The “defund the police” movement focuses on a revolutionary action that drastically promotes positive change in the social structures of education, legal, health care and housing systems to create a harmonious society. To do such a powerful change, alternative solutions in a suggested timeline provide a gateway for a great future. Consequently, policing is a punitive and harmful approach to homelessness that exacerbates racial, gender and class disparities. The City and County of San Francisco must provide financial support to community-based initiatives. We have effectively identified the issues, solutions, demands and conflicts around the issue of housing.
In 2016, the City launched a report depicting that “current enforcement measures are too expensive”, and that the police department had “limited results from enforcing quality-of-life laws against the homeless”. If the City understands police resources do not effectively contribute to its end goals, it must reevaluate its program and budget allocations. The CART Coalition profoundly knows that our program will benefit and solve many of the issues that unhoused populations endure while living in San Francisco. CART must be placed in San Francisco’s Department of Public Health’s behavioral health division, not the Department of Emergency Management.

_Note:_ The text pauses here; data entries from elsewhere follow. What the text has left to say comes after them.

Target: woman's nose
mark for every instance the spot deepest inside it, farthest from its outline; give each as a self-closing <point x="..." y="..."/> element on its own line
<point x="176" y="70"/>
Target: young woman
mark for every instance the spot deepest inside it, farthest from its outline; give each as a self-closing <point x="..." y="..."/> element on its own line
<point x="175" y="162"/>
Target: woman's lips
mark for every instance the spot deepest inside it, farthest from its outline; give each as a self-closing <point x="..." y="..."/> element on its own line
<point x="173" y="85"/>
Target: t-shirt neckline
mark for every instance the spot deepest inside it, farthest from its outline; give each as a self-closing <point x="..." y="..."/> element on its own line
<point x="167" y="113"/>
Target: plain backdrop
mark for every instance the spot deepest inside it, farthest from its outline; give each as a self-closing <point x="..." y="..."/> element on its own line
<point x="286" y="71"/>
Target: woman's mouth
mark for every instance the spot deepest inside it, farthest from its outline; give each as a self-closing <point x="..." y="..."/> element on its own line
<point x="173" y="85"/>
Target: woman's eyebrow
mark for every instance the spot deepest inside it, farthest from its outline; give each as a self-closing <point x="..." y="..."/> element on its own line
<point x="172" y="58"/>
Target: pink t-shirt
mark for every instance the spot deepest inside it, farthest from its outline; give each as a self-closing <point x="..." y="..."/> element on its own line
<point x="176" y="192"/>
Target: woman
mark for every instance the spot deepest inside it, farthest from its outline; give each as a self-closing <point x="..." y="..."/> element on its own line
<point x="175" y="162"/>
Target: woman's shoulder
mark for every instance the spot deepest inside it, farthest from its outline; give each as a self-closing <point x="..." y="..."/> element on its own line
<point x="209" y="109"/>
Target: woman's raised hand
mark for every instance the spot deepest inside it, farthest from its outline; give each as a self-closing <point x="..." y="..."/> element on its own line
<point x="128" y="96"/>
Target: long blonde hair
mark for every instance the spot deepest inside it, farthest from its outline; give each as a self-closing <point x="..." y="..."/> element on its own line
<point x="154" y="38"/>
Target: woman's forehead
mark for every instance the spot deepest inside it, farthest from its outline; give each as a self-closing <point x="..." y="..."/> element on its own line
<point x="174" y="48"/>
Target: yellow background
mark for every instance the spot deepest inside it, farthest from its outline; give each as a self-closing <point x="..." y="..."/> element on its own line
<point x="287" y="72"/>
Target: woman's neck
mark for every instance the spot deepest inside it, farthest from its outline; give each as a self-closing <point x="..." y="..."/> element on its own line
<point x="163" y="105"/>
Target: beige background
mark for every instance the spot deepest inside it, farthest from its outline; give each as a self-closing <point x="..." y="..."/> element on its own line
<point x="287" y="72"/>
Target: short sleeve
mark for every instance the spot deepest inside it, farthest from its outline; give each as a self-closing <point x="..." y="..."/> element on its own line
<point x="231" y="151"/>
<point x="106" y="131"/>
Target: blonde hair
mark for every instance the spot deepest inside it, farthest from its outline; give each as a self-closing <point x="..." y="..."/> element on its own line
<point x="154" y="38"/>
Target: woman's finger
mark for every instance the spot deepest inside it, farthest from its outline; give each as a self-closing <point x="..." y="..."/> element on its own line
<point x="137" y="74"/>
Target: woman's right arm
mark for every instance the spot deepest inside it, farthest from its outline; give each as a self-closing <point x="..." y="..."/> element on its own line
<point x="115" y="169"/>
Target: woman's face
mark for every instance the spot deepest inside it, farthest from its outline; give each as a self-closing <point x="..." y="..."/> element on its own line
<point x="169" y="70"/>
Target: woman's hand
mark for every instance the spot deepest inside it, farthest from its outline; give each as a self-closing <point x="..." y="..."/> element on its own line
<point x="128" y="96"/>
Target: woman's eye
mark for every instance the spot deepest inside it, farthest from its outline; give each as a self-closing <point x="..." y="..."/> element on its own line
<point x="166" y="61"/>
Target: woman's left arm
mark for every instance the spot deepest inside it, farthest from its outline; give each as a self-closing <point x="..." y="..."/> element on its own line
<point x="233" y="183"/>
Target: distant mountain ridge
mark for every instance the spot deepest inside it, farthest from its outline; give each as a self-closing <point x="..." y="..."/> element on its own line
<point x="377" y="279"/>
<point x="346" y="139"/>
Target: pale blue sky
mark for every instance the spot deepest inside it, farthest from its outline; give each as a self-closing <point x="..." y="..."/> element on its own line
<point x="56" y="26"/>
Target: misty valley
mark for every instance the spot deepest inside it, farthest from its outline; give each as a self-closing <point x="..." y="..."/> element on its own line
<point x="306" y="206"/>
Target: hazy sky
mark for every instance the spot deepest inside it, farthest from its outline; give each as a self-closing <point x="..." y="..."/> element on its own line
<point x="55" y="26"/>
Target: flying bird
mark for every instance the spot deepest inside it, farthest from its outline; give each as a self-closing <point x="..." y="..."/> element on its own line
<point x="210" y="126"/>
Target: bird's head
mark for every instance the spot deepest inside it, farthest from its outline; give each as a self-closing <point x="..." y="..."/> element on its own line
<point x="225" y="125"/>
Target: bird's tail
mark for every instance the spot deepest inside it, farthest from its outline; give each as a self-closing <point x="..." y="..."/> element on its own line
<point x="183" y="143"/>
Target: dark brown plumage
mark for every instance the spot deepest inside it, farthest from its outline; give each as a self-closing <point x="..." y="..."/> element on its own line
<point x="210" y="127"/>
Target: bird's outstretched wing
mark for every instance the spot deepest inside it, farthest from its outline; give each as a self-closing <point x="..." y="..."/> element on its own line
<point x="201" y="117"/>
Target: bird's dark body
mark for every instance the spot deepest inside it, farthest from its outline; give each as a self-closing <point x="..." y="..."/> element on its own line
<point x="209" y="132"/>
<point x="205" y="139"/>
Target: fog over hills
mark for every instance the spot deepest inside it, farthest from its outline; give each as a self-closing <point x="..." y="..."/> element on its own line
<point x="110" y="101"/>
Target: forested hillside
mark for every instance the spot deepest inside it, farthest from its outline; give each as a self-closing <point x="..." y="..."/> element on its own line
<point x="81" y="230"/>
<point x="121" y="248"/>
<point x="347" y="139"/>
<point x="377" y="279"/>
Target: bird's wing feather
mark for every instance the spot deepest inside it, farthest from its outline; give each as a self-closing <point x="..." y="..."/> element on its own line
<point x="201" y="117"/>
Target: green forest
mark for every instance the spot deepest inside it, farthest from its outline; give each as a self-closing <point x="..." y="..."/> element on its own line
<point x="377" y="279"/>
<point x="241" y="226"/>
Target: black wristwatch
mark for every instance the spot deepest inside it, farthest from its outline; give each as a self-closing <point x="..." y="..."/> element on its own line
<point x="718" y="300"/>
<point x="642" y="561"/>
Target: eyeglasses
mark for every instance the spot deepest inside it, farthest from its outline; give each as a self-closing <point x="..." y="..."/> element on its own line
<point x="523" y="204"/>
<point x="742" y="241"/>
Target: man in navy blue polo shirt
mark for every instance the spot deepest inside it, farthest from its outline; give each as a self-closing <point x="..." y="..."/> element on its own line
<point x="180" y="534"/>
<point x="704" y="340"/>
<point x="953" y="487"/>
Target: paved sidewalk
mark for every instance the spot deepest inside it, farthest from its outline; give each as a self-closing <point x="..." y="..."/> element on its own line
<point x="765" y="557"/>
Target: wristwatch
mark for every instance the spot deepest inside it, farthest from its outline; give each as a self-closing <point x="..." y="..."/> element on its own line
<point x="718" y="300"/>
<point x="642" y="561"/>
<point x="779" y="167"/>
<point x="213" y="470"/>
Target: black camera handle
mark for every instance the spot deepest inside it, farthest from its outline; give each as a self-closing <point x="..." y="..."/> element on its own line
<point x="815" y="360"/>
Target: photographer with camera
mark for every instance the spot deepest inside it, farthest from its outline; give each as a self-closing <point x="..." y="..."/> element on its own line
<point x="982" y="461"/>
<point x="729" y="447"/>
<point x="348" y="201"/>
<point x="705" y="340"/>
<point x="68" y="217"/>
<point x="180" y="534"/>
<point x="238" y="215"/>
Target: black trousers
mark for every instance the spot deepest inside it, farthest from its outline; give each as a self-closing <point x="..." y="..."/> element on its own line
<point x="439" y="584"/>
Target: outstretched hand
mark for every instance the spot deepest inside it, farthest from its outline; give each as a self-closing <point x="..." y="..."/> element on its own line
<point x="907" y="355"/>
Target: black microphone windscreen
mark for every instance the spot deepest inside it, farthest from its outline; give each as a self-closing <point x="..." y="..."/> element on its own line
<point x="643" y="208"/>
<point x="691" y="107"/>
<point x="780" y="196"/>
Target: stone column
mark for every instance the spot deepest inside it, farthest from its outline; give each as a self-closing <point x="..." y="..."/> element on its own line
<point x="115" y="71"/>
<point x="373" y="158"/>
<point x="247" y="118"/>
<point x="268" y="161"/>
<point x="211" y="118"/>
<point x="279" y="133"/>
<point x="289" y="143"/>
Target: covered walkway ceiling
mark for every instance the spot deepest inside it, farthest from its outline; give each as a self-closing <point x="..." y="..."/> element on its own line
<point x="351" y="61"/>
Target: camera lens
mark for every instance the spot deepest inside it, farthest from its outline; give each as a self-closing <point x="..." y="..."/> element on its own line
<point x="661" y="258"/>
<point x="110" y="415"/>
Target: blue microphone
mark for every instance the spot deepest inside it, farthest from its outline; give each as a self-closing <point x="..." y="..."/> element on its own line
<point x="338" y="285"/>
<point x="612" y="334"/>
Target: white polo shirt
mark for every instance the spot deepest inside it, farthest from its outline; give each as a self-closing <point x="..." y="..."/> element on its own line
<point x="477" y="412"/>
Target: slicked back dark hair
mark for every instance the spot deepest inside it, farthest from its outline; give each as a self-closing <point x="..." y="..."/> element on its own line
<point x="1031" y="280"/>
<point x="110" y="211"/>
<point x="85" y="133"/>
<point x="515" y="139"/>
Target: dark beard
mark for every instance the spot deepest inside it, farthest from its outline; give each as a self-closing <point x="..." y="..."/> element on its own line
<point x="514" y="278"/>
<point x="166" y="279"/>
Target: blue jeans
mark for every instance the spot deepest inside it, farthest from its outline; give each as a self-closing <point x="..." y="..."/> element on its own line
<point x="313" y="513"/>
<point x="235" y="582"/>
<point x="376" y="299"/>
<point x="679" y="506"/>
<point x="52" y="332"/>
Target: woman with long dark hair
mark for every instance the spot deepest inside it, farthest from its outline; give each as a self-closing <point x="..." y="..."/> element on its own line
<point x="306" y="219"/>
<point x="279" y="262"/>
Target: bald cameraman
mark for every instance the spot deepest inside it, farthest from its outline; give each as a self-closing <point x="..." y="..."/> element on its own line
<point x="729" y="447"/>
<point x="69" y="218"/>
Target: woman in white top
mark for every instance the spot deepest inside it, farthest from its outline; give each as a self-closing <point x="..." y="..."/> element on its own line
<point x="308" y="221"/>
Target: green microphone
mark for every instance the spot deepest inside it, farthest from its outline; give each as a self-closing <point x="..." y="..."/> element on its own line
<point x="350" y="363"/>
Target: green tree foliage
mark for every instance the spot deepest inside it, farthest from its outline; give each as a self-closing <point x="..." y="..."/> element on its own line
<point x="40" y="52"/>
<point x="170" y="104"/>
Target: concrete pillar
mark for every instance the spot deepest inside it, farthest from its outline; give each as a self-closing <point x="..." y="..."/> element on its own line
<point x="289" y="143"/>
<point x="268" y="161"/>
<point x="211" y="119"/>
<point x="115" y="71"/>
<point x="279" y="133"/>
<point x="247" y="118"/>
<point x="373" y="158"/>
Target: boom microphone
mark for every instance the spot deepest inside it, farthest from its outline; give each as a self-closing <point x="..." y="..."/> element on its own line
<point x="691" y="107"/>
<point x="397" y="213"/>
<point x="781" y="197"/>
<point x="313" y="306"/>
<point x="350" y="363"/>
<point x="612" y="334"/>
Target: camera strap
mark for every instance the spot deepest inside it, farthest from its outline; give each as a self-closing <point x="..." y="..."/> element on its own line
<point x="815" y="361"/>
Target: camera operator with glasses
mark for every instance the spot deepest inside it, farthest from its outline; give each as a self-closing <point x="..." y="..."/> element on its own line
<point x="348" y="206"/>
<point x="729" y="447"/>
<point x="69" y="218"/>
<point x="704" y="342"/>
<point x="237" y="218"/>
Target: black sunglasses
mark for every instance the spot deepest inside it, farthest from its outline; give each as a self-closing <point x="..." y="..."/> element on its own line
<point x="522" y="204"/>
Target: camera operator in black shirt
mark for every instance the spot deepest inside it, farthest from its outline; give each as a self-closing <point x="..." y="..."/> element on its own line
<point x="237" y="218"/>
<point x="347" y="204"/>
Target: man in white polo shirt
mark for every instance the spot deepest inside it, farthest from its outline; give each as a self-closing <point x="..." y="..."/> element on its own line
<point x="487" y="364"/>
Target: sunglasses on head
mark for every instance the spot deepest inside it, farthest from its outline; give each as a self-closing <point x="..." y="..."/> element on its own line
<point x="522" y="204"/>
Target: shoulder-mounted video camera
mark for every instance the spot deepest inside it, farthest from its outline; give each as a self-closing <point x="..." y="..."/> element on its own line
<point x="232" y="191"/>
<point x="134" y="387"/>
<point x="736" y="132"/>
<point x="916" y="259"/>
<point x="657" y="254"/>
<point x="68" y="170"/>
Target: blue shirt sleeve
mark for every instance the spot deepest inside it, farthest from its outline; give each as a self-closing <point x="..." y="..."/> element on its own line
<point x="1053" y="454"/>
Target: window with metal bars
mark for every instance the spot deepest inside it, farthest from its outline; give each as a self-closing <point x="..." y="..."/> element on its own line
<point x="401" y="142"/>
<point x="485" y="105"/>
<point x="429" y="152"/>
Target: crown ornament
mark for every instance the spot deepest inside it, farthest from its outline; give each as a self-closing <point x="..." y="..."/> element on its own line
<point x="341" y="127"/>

In 2019, a community-led coalition of service providers, nonprofits and unhoused community members designed a unique approach called CART to eliminate systemic barriers that unhoused people endure when navigating through legal, educational and housing systems. The basis of the CART proposal reengineers emergency communications, dispatch and response strategy to address the social and behavioral health needs occurring in public spaces while uplifting our unhoused neighbors. Specifically, a collective working group — Collaborating, Learning, and Adapting (CLA) — will allow for accountability between CART, Department of Emergency Management, Street Crisis Response Team and other City departments to review call-taking and dispatch incident data on a recurring basis. CART will provide a distinctive process that fosters ethical responses to any situations concerning homeless individuals by incorporating a dedicated CART dispatch hotline and creating two different staff departments — one called Crisis Response, the other Community Engagement — that will directly engage with unhoused individuals.
The goals outlined within the CART proposal will effectively produce the following end results: “reduce police dispatches to homelessness-related quality-of-life complaints; reduce the number of individuals transported to the emergency department for low acuity medical-related issues that could instead be addressed in a pre-hospital care setting; reduce the number of behavioral health and lower acuity medical calls traditionally responded to by the Police and Fire Departments and improve outcomes for those on the streets; and reduce the number of homelessness-related calls to dispatch, in areas where the CART program’s community-strengthening interventions have occurred”. Spread our petition to demand that CART be implemented and let’s apply pressure on Mayor Breed to immediately introduce this policy. We must #protectCARTnow and #fundCARTnow because many people will drastically benefit from it.